Studiando il settore dell’olio EVO, abbiamo scoperto che la parte che immette più CO2 nell’atmosfera è quella agricola. Produce infatti un forte dispendio d’acqua e di concimi, una delle parti più inquinanti a livello mondiale, per non parlare dei consumi delle macchine agricole. È stato straordinario scoprire l’impatto della produzione convenzionale paragonato a quello di una produzione biologica. La produzione biologica garantisce al consumatore un’assenza o una rilevabilità molto bassa di pesticidi che, negli oli EVO tradizionali non è eccessiva, ma comunque presente. E, in atmosfera, l’olio biologico inquina il 20% in meno rispetto a un olio convenzionale. Un dato che trovo sconvolgente. Anche per questo credo che l’impegno di Monini in questo settore possa e debba far riflettere, soprattutto in vista della ricerca di soluzioni meno impattanti e di un atteggiamento più rispettoso nei confronti dell’ecosistema. Parlando invece della parte industriale, siamo intervenuti sugli imballaggi creando una bottiglia di vetro riciclato al 75% e stiamo studiando per arrivare in collaborazione con diverse vetrerie a un imballaggio riciclato al 100%. Un impegno e una sfida continua cui non possiamo sottrarci. Pensiamo alla Francia e alla tragedia delle bombe d’acqua: sono solo l’ultimo esempio di come il nostro ecosistema si stia trasformando. Una realtà che abbiamo sempre percepito come estranea e distante, ma che è reale, vicina e preoccupante.
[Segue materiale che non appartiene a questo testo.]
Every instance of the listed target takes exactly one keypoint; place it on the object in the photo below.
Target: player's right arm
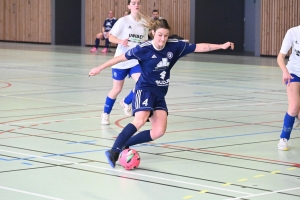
(116, 31)
(115, 40)
(109, 63)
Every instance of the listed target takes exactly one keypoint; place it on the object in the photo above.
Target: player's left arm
(109, 63)
(205, 47)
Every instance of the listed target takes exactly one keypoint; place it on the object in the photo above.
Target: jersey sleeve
(118, 27)
(135, 53)
(286, 43)
(185, 48)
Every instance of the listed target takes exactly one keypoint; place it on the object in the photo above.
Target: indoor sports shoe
(105, 119)
(105, 50)
(297, 122)
(126, 107)
(284, 144)
(112, 157)
(125, 147)
(94, 50)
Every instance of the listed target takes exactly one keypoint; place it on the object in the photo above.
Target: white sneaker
(105, 119)
(284, 144)
(297, 122)
(126, 107)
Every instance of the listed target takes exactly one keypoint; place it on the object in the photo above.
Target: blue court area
(225, 118)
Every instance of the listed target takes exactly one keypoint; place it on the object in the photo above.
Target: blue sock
(97, 42)
(287, 126)
(139, 138)
(109, 103)
(122, 138)
(128, 99)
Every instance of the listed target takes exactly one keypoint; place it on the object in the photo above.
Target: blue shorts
(120, 74)
(295, 79)
(144, 101)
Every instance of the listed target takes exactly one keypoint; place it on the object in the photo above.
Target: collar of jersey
(155, 47)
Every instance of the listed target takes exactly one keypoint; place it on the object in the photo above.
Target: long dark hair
(154, 24)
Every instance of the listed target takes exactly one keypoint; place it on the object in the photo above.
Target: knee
(116, 90)
(157, 133)
(293, 110)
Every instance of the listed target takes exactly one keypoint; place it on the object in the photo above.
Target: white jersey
(292, 39)
(127, 28)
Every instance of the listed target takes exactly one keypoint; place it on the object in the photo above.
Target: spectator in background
(107, 26)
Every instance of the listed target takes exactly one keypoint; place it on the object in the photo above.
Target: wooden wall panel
(26, 21)
(8, 20)
(177, 12)
(276, 18)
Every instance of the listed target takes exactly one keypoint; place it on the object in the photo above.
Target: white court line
(30, 193)
(127, 172)
(170, 111)
(266, 193)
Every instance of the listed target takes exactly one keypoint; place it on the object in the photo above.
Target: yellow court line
(258, 176)
(241, 180)
(203, 191)
(275, 172)
(44, 77)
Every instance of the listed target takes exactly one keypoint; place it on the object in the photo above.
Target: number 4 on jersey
(145, 103)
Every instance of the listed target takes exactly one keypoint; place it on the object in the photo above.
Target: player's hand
(125, 43)
(286, 78)
(95, 71)
(105, 34)
(227, 45)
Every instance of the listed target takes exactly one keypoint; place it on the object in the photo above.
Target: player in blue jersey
(156, 57)
(107, 26)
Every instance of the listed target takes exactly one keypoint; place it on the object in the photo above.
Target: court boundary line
(29, 193)
(131, 173)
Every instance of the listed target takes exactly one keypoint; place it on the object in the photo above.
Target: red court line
(221, 153)
(232, 155)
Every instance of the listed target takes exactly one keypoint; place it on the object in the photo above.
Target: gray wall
(252, 26)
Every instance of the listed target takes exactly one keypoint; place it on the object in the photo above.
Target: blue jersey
(157, 64)
(109, 23)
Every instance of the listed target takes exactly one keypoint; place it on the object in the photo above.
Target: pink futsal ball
(129, 159)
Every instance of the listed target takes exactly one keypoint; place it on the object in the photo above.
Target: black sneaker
(112, 157)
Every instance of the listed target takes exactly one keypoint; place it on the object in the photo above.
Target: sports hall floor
(225, 117)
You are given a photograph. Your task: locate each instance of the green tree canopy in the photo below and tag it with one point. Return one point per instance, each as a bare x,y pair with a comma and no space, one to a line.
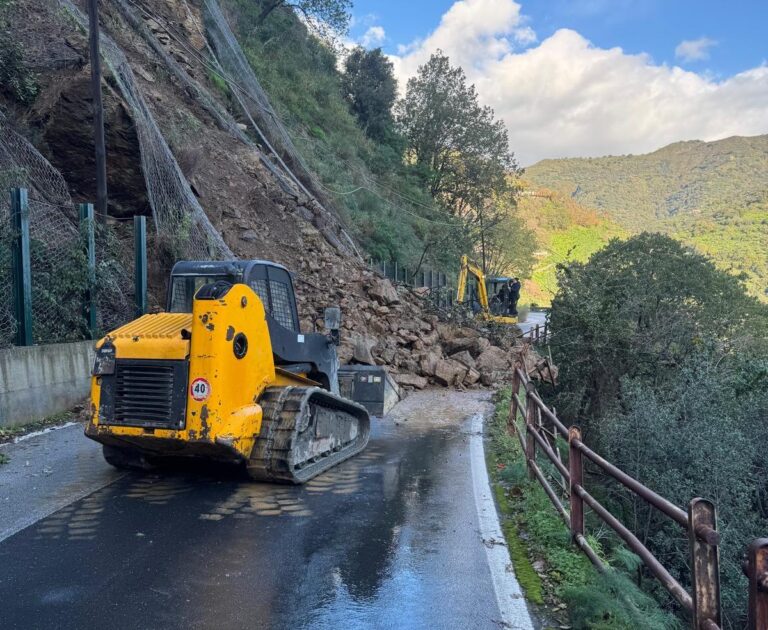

Novità di prodotto: che cosa ci possiamo aspettare per l’immediato futuro? Ci sarà qualcosa di nuovo? È evidente che è un mercato che non è caratterizzato da margini di innovazione particolare, però…

L’olio è un prodotto millenario: non può essere stravolto. Sono un purista e ammetto che molte delle innovazioni recenti mi preoccupano. Sono ovviamente favorevole ai processi d’innovazione che permettono di ottenere un olio Extra Vergine d’oliva di qualità elevata, come per esempio tutti i passaggi che consentono una raccolta dei frutti più rapida. Quanto al resto, invece, si tratta solo di lavorazioni aggiuntive. Un esempio? Gli olii aromatizzati. La nostra azienda è fra le prime ad aver messo sul mercato questi prodotti, ma da amante della materia prima in purezza… a volte li ritengo delle forzature. Se l’EVO è davvero di qualità, non ha bisogno di aggiunte: ha già naturalmente tutto ciò di cui ha bisogno.